Lesson 4: Monitor Tool Latency Separately
When streaming breaks, it’s usually because one tool is slow. Instrument every tool call with timing:
import time
def execute_tool_with_timing(tool_name: str, tool_input: dict):
start = time.time()
result = _execute_tool(tool_name, tool_input)
duration_ms = (time.time() - start) * 1000
logger.info(f"Tool {tool_name} took {duration_ms:.0f}ms")

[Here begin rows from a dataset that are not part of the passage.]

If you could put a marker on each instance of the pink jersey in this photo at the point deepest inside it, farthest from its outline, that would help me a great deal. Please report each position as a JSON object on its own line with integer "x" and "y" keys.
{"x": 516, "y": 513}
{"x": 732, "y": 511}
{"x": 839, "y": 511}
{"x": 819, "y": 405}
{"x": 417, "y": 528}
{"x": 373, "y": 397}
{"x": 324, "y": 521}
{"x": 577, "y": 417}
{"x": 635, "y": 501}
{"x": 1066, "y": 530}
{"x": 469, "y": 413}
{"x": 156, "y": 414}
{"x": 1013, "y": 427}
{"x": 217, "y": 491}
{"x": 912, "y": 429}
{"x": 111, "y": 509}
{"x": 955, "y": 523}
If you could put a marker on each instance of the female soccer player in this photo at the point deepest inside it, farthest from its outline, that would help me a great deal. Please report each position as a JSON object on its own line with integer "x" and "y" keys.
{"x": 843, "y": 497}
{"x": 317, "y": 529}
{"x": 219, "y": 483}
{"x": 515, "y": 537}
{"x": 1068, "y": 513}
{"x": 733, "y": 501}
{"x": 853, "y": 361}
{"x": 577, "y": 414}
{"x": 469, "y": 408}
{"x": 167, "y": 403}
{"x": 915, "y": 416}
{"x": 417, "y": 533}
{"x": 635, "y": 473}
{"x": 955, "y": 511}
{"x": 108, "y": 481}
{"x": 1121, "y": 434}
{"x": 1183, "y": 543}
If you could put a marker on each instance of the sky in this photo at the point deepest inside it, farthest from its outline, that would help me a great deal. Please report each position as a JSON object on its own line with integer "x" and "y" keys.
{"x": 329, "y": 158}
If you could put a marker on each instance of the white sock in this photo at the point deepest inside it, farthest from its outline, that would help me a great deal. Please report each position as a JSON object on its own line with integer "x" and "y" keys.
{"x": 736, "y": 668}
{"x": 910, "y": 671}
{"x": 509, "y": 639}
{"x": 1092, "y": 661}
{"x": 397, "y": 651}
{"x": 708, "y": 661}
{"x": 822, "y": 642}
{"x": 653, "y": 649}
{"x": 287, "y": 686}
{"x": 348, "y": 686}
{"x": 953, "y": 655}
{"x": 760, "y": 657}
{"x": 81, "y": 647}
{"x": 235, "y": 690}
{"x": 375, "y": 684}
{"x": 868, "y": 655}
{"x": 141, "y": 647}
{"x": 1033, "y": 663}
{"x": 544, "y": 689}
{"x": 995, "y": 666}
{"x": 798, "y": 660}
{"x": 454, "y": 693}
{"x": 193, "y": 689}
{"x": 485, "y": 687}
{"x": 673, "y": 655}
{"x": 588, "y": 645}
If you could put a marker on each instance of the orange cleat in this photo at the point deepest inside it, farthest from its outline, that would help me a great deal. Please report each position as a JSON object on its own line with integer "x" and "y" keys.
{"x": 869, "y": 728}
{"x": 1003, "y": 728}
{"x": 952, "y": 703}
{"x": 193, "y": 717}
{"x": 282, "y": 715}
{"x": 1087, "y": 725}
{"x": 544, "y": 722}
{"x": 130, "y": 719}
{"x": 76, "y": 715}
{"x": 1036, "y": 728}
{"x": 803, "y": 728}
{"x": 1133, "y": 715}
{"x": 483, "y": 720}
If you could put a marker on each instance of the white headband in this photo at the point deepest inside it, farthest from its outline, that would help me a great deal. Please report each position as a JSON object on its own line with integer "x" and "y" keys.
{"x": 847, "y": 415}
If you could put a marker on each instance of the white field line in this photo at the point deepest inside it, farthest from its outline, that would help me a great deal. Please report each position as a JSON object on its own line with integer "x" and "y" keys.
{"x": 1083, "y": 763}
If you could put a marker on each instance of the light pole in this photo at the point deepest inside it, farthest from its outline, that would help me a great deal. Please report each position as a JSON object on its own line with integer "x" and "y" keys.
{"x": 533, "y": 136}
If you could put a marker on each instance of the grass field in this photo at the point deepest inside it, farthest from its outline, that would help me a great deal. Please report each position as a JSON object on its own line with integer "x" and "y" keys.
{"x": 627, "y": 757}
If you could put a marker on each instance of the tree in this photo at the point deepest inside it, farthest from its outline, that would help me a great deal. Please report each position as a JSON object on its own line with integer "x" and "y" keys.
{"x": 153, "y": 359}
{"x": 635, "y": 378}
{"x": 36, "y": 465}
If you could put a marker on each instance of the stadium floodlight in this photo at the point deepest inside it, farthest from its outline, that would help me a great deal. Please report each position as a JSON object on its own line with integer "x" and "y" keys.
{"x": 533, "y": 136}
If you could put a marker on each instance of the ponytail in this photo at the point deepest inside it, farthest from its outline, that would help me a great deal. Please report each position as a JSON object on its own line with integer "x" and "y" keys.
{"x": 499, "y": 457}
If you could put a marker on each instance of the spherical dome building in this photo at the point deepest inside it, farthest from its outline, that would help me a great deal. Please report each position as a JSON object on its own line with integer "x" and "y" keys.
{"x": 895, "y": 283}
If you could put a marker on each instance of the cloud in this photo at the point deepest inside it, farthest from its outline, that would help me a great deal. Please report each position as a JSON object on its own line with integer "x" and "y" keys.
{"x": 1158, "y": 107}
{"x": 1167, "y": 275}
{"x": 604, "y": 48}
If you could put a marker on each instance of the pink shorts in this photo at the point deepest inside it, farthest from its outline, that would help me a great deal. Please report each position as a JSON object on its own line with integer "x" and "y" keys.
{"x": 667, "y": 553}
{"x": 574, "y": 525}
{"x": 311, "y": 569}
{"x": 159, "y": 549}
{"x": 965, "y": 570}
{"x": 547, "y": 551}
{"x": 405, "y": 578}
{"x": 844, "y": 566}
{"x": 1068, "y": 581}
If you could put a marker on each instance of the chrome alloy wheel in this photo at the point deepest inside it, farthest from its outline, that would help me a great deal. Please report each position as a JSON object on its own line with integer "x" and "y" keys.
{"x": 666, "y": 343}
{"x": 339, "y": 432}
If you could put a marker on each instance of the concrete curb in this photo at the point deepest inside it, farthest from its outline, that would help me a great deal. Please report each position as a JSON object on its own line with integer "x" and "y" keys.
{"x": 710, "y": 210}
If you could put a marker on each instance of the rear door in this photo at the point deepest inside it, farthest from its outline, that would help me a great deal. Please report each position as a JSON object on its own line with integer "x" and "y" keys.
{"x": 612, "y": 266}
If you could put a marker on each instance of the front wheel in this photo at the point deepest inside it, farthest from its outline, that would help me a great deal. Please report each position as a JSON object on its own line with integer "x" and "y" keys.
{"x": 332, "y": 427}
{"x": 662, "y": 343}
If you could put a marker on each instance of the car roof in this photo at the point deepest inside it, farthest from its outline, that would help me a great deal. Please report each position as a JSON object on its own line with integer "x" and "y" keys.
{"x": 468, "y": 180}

if duration_ms > 5000: # Alert if tool is slow
alert(f"Slow tool: {tool_name} took {duration_ms:.0f}ms")
return result
Next Steps
Streaming tool use outputs is non-trivial engineering. Here’s how to get started:
-
Start with SSE: If you’re building a web application, Server-Sent Events is the simplest path. Implement the FastAPI pattern above.
-
Instrument observability first: Before you ship streaming to production, add structured logging and distributed tracing. You’ll need it.
-
Test with real latencies: Don’t test with instant tools. Simulate realistic tool latencies (database queries, API calls) so you understand how your system behaves under real conditions.
-
Implement circuit breakers: Before you ship to production, add circuit breaker patterns to handle failing tools gracefully.
-
Monitor tool latencies: Set up dashboards that show you which tools are slow, which are failing, and which are being called most frequently.
-
Plan your rollout carefully: Use shadow streaming and beta rollouts to validate your implementation before full deployment.
For teams building AI agents in production, this is foundational work. We’ve learned these patterns by shipping agentic AI systems across 3PL operations, healthcare, financial services, and more. If you’re building something similar and want to move faster, we can help—we offer fractional CTO support and custom software development for teams shipping AI products.
The teams that get streaming right see 40–60% improvements in perceived latency and significantly better error recovery. It’s worth the engineering effort.
Key Takeaways
- Streaming is about perceived latency: Users don’t care about total execution time—they care about time-to-first-event. Stream aggressively.
- Use SSE for web, WebSocket for interactive, queues for async: Choose the right transport for your use case.
- Instrument everything: Structured logging and distributed tracing are non-negotiable at scale.
- Build for failure: Circuit breakers, fallbacks, and deadletter queues let your agents degrade gracefully.
- Monitor tool latencies: Your agent is only as fast as your slowest tool. Make that visible.
- Roll out carefully: Shadow streaming, beta rollouts, and fallback logic reduce risk.
Streaming tool use outputs is hard engineering. But it’s the difference between agents that feel responsive and agents that feel broken. Get it right, and your users will feel the difference.